Lightweight Fault-Tolerance
As distributed computing
becomes commonplace, and many more applications are faced with the
current costs of high availability, there is a fresh need for
recovery-based techniques that combine high performance during
failure-free executions with fast recovery. However, although the
literature contains approximately 300 papers in this area, rollback
recovery is seldom used in practice to build reliable distributed
applications. The Lightweight Fault-Tolerance (LiFT) project
focuses on changing this state of affairs with an approach that blends
algorithmic work, systems building, and empirical analysis.
Highlights
- Causal Logging Protocols
We have developed the first formal specification of
the consistency condition common to all rollback recovery protocols,
and we have derived from it derived from it Causal Logging, a novel
technique that eliminates the traditional performance tradeoffs
between pessimistic and optimistic protocols. Causal logging protocols
perform as well as optimistic protocols during failure-free
executions, but, like pessimistic protocols, never roll back correct
processes during crash recovery.
- The Egida Toolkit
Research in rollback recovery has long suffered from
a flourishing of algorithmic results that are rarely supported by
careful experimental evaluation of their practical significance. As a
result, the performance of these algorithms in practice is not well
understood, and little attention has been given to simplifying the
difficult task of integrating rollback recovery protocols with
applications. To address these issues, wehave developed the
Egida toolkit. Egidas design addresses for the first time
the fundamental problem of characterizing the set of functionalities
that are at the core of all message-logging protocols. This
characterization, based on a framework for handling non-determinism in
a process execution, gives Egida the expressiveness to encompass the
diversity of rollback recovery protocols. A protocol is specified
using a simple, high-level language; the protocols
implementation is synthesized from this specification by gluing
together appropriate modules from a library. As a result, Egida allows
the implementation of arbitrary rollback recovery protocols with
minimal programming effort.
- Understanding the Cost of Recovery
Using Egida, we have performed the first study of the recovery
performance of message-logging protocols. This study has revealed that
no existing protocol can simultaneously guarantee low overhead during
failure-free execution, fast recovery, and fault-containment, leaving
applications to face a complex tradeoff. To eliminate this tradeoff,
we have developed a new class of protocols that never roll back
correct processes, recover quickly (within 2% of the protocol with the
best recovery time) and impose little overhead during failure-free
execution (within 2% of the protocol with the best failure-free time).

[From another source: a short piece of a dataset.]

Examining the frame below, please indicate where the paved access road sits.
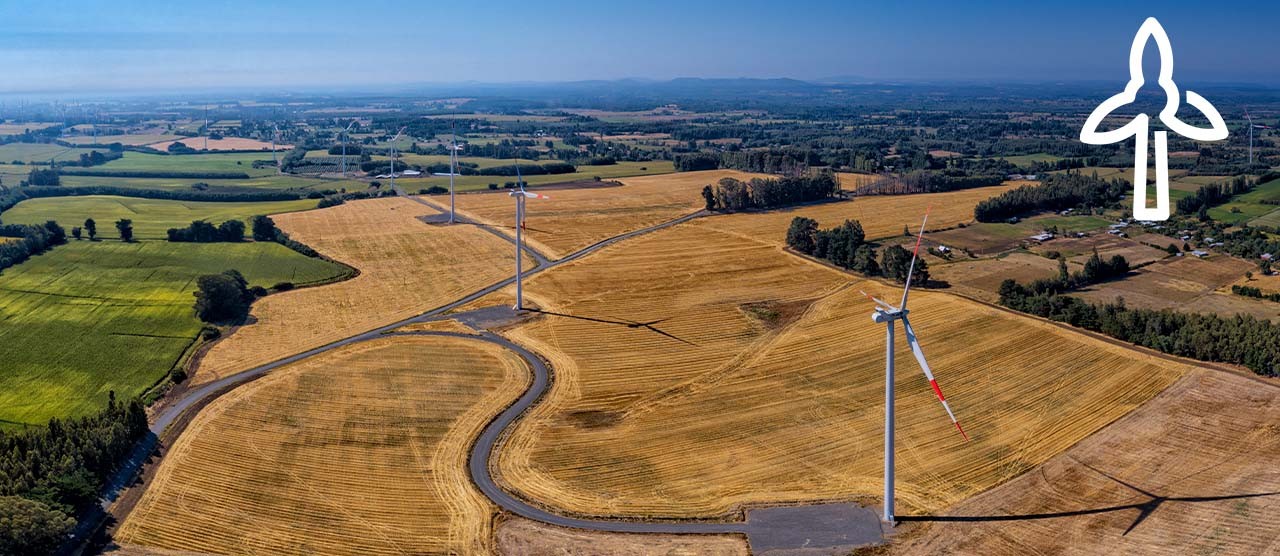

- An analysis of Communication Induced
Checkpointing
- Efficient support of file
I/O. Traditional rollback recovery techniques treat the file
system as part of the "outside world". As a result, processes may be
forced to execute a blocking output commit protocol whenever
they interact with the file system.
We have derived a new protocol that integrates records and
efficiently replicates the information necessary to reproduce file I/O
operations during recovery. Our simulation studies show that this
approach eliminates all synchronous logging to stable storage, thereby
reducing the cost of performing file I/O dramatically.
To confirm
the simulation results, I am building a new
file system based on these protocols.
Current Focus
-
A Fault-Tolerant JVM
Fault-Tolerance and Security. While the need
for protecting applications from security attacks is universally
recognized, little attention has been given to the problem of securing
the software that applications rely upon for fault-tolerance. This
problem is especially acute for rollback recovery protocols, in which
a malicious party who alters the information used during recovery can
affect the state to which a faulty process is restored and introduce a
Trojan horse. And, denial-of-service attacks can force a process to
fail. We plan to exploit Egidas extensibility to design and
evaluate new secure rollback recovery protocols.
-
Support for self-tuning fault-tolerance
protocols. Currently there are no simple guidelines that can help
even the experts in choosing the most efficient protocol for a given
application in a given execution environment. We plan to leverage the
simplicity with which different protocols can be implemented within
Egida to develop the understanding necessary to articulate these
guidelines. Our goal is to use these insights to allow Egida to monitor
the execution environment and the application behavior and to select
automatically the fault-tolerance protocol that best suits them.